Gwenyth Beale recently completed linguistic and literacy training in Melbourne and has joined Pioneer Bible Translators (PBT) as a Literacy Specialist. This role includes training and guiding a team of literacy workers from many language groups in the Madang Province, which has about 164 languages.
“I grew up in New Guinea, the middle child of Frank and Win Beale, who were pioneer missionaries for Churches of Christ in Papua New Guinea. When we left I had no idea that I might one day come back to live and serve. My tasks as a Literacy Specialist will include: continuing to work with mother tongue speakers to get the curriculum ready for use in their schools; training nationals (including women) to become literacy teachers in their own languages; and helping people develop a library of resources to use with literacy. One way to develop reading materials is to run writers’ workshops, where literate speakers write short stories that are meaningful and engaging and can be used for reading.
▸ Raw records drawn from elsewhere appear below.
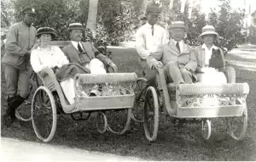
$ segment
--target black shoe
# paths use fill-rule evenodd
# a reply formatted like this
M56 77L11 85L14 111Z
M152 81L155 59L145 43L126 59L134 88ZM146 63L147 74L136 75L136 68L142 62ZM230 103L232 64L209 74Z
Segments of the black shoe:
M1 122L3 126L5 126L6 127L9 127L11 126L11 118L9 114L5 113L1 116Z

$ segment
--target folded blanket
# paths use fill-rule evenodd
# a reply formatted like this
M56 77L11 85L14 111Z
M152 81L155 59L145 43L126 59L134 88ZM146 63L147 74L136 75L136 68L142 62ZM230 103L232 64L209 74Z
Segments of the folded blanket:
M79 64L70 63L61 66L57 70L55 75L59 81L65 81L68 78L73 78L76 74L89 74L90 70Z

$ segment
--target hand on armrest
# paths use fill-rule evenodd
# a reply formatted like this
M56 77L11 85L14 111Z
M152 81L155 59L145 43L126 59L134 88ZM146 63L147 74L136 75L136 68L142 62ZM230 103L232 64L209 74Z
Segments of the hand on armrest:
M112 61L110 61L108 64L108 66L112 69L113 72L114 72L114 73L118 72L118 68L117 68L116 64L114 63L113 63ZM107 68L108 68L108 67L107 67Z

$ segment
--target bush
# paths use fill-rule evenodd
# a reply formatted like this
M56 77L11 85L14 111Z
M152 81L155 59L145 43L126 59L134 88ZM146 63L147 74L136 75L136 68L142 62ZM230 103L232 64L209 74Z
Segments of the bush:
M102 32L99 36L106 34L106 39L111 45L119 45L120 42L128 40L132 31L131 0L100 0L98 13L97 28Z

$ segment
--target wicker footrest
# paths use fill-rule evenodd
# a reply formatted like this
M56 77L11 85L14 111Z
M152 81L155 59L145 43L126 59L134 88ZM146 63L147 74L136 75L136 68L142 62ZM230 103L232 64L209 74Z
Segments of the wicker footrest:
M223 85L182 84L177 87L179 95L198 94L248 94L247 83L231 83Z
M88 84L136 81L137 78L136 73L78 74L75 75L75 81Z

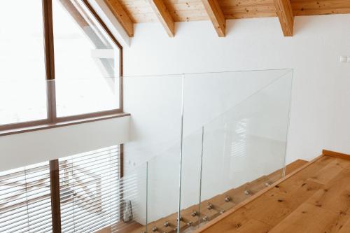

Imagine being a mother who is unable to read or write. With no village school, your children are also growing up illiterate. The only book in your house is a Bible, which you want to be able to read but can’t, and it is too hard for your children to learn from. In your community, less than 43% of people can read or write; two-thirds of which are women. You want to go to other villages where they have teachers so you can learn the basics, but you have to look after your children. What can you do? We know that if women can read, their children are more likely to be able to read. My hope is to be able to run workshops specifically for women to help them become literacy teachers. But to provide for women in this way, I will need to travel to villages, stay in bush housing, often with limited ‘phone coverage, train with no electricity, and take everything needed with me”
Pioneer Bible Translators (PBT) Papua New Guinea have developed an elementary curriculum for Prep and Year 1 in collaboration with the Summer Institute of Linguistics, and they are gradually working with mother-tongue speakers to translate it into their languages and have the resources translated, produced, laminated, and boxed for use in the villages.